ANAFARTALAR KUMANDANI MUSTAFA KEMAL İLE MÜLAKAT -21-

ANAFARTALAR KUMANDANI MUSTAFA KEMAL İLE MÜLAKAT -21-

Askerlerimizin süngüsünden başka güvenilecek hiçbir çare yoktu

ATATÜRK 30 AĞUSTOS’U ANLATIYOR -9-

 

- Bu tazyikin mevcut olduğunu ne suretle takdir edebiliyordunuz, efendim.

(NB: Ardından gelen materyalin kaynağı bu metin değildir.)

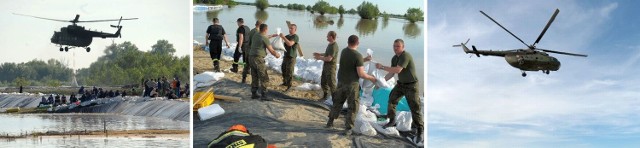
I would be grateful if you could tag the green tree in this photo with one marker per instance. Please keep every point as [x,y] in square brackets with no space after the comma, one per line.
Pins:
[341,10]
[321,7]
[414,15]
[163,47]
[367,10]
[262,4]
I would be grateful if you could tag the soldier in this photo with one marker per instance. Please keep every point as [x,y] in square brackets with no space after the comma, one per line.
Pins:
[289,60]
[330,56]
[242,36]
[247,68]
[216,34]
[402,64]
[351,70]
[259,78]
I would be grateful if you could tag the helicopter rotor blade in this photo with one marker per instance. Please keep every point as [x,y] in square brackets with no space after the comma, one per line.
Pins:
[107,20]
[565,53]
[553,17]
[42,17]
[505,29]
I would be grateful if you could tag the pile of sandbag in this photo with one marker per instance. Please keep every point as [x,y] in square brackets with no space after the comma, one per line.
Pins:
[207,78]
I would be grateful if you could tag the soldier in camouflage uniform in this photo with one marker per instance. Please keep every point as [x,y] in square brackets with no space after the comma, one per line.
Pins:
[330,56]
[259,77]
[407,85]
[289,61]
[351,70]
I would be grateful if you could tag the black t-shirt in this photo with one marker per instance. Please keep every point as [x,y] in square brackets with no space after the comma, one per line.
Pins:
[244,30]
[215,32]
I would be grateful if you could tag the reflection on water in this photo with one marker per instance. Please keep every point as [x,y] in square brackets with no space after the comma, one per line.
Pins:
[367,27]
[80,141]
[262,15]
[385,23]
[340,22]
[14,124]
[411,30]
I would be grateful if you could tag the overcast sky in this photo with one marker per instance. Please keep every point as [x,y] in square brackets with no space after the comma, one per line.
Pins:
[23,39]
[484,102]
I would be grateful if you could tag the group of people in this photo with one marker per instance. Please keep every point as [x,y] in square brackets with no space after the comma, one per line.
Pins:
[161,87]
[253,46]
[86,96]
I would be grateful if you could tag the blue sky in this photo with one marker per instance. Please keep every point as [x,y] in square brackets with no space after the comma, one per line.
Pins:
[484,102]
[24,38]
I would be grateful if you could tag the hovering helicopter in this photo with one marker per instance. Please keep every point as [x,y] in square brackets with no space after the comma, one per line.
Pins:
[77,36]
[529,59]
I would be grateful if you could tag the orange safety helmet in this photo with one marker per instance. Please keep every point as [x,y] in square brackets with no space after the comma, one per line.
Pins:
[238,127]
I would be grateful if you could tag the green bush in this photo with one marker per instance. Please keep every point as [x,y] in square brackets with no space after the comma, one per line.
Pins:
[367,10]
[414,15]
[262,4]
[321,7]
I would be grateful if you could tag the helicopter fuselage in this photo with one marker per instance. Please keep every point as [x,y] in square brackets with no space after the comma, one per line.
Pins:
[72,36]
[531,60]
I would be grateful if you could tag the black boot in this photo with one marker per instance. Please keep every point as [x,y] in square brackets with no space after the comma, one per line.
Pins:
[329,123]
[244,79]
[254,95]
[265,98]
[391,123]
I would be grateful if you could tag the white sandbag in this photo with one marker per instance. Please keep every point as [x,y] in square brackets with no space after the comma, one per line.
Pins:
[329,102]
[365,128]
[210,111]
[390,131]
[307,87]
[208,76]
[403,121]
[277,42]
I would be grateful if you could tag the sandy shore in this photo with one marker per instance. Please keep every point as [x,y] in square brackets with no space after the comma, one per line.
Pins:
[294,119]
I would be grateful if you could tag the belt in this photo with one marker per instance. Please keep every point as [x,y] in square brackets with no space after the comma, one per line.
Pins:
[414,82]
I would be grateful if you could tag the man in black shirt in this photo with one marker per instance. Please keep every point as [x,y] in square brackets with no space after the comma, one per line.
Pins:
[216,34]
[242,36]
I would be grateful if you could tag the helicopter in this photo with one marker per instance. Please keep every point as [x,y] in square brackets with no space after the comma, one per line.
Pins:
[528,59]
[77,36]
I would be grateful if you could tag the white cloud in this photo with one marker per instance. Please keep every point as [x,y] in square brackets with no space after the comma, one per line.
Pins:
[478,96]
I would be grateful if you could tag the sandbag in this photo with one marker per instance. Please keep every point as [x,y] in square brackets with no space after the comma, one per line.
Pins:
[381,97]
[277,42]
[403,121]
[210,111]
[390,131]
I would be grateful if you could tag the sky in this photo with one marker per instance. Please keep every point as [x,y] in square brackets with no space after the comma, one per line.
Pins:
[392,7]
[25,38]
[484,102]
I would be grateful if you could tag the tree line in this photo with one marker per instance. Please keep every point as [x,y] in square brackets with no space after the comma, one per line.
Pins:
[125,64]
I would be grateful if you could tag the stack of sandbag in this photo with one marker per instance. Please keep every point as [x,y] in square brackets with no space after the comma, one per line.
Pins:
[207,78]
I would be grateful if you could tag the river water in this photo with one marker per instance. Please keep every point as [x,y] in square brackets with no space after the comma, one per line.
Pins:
[377,35]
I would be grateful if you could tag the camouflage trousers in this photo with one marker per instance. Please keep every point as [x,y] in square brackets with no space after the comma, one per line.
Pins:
[245,58]
[410,91]
[288,63]
[259,77]
[348,93]
[328,78]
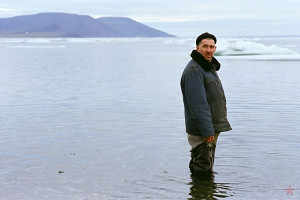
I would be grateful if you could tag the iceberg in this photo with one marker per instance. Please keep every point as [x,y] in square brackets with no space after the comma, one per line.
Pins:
[239,47]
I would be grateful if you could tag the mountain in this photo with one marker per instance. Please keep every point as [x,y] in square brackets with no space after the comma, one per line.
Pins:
[73,25]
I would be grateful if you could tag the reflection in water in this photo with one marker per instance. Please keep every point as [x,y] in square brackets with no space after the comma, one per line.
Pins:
[204,187]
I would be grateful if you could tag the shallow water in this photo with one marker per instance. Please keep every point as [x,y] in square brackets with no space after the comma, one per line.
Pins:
[103,119]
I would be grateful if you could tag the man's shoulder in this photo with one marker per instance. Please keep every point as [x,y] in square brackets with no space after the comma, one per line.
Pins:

- Bir defa bulunduğum yer pek müsaitti. Bütün vaziyeti tekmil cüzütam kumandanlarından daha iyi görebiliyordum. Sonra da muhtelif membalardan malûmat alabiliyordum. Meselâ düşman kumandanının "buraya imdat yetiştiriniz" tarzındaki bir telsiz telgrafını mevkii müstahkemde bulunan telsiz telgrafımız kapmış. Bunu bana bildirdilerdi. Binaenaleyh başlanılan taarruza devam etmek lüzumlu idi. 
Düşmanın imdat kuvvetleri yetişmeden evvel taarruzumuzu kat’î bir neticeye iktiran(ulaştırmak) ettirmek lüzumu aşikârdı. Sonra düşmanı bir an evvel sahillerimizden atma gayet vatanî bir vazife idi.
Maksadımı cüzütam kumandanlarına bildirdim. Bu maksadın tatbiki için askerlerimizin süngüsünden başka güvenilecek hiçbir çare yoktu. Elimde bulunan bütün kuvvetler ileriye yaklaşmış bir halde idi. Bir hücum savletiyle düşman mevzilerine girmeleri için borazanlarla, trampetlerle geriden şiddetli bir hücum emri verdirdim. Saat 4 sonra idi. Umum cephede ileri hareketi canlandı. Bilhassa merkez grubu savletle ilerlemeye başladı. Doğrusu bütün kıt’alarımız şayanı takdir bir surette ilerliyordu.
Gayet itidalle konuşan muhatabımın ağzında "şayanı takdir" terkibinin mühim mânası vardı. Bu terkip benim nazarımda tarifsiz fedakârlıklar, muhayyelesiz kahramanlıklar sahnesi demekti.
- Sonra ne oldu efendim?
Birçok efrat bazı yerlerde düşman siperlerine kadar girmeye muvaffak oldu. Fakat asıl keşif avcı hatlarımız düşman siperlerinin yirmi otuz, hattâ sekiz on metresinde durdu. Bizim askerlikçe bu mesafede hâlâ muharebenin bitmemiş olması şayanı istigrabdı (perişanlık). Çünkü eski nazariyata göre bu mesafenin pek çok fevkindeki bir mesafede muharebe neticesi taayyün etmiş olmak lâzım gelir. Halbuki düşmanın sebat ve ısrarı, kahraman askerimizin ölümden yılmaması böyle burun buruna gelindikten sonra da daha aylarca müddet pek kanlı muharebe safhaları görmek imkânını muhafaza etmiş oluyor.
Bu muharebe böyle saat dörtte burun buruna gelmekle taarruz durdu. Fakat muharebe olanca şiddetiyle devam ediyordu. Ben kemali ciddiyet ve şiddetle taarruz edilmek, bu taarruz ihtiyat ve istinat kuvvetleriyle iyi takip olunmak şartıyla neticei kat’iyyenin (kesin netice) kazanılacağına kaniydim. Ve bu kanaatimde musırdım. Bilhassa düşmana bu kadar yaklaşıldıktan sonra gecenin zulmetinden istifade edilerek düşman siperlerine atılmak pek mümkün olacaktı. Gece yarısına kadar bazı tertibatla iştigal edildi. Sonra bir gece hücum yapılmasını emrettim. Fakat sabaha kadar cereyan eden ahvale, hâsıl olan vaziyete nazaran düşman mevazii asliyesine girilemediği anlaşıldı.